Just last year, federal, state and local officials staged a major money laundering takedown of the Sinaloa drug cartel in Los Angeles. “Mexican drug cartels are the most important organized crime challenge that we face. The DEA are the unsung heroes in the effort against the cartels,” Lombardo said.
Interagency alliances against organized crime began to appear after the passage of RICO and have flourished in the post-9/11 era. “I like to think it’s changed a lot since I became an agent 32 years ago. It’s 100 times better in terms of sharing and working with other agencies. It’s better to work together and not stovepipe things,” Brizzolara said.
Now that Bulger is in prison and the Boston Irish mob appears a distant memory, American groups without native ties overseas are more concentrated in home-grown hate or terrorist cells that work for political or social purposes, Brizzolara said. Although, “our prison system is a wonderful breeding ground for getting folks together who are incarcerated and of like minds to coalesce.” And that is true for criminals of any background.
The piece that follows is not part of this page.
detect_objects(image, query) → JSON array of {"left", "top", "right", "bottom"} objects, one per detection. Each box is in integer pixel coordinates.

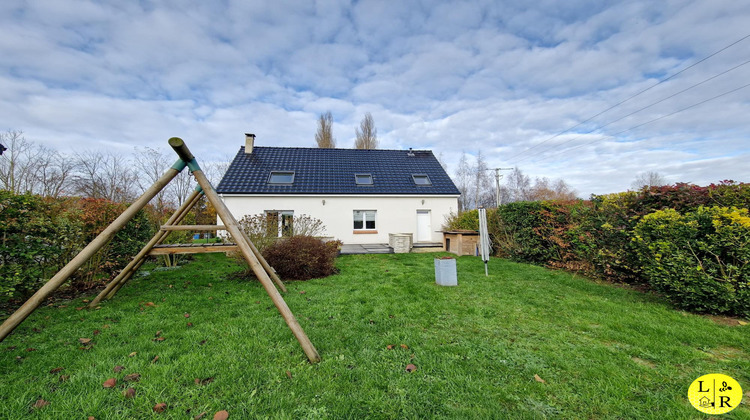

Whether it’s cartels, La Cosa Nostra or any insidious operation, loyalties do not always prevent groups from forming outside alliances. For example, Colombian and Mexican cartels have collaborated to smuggle cocaine to the United States. “While they might fight with each other within their country or their organizations, they become quite adept at being able to collaborate with other criminal groups,” Franks said.
“Any groups can learn to adapt if it makes sense business wise.”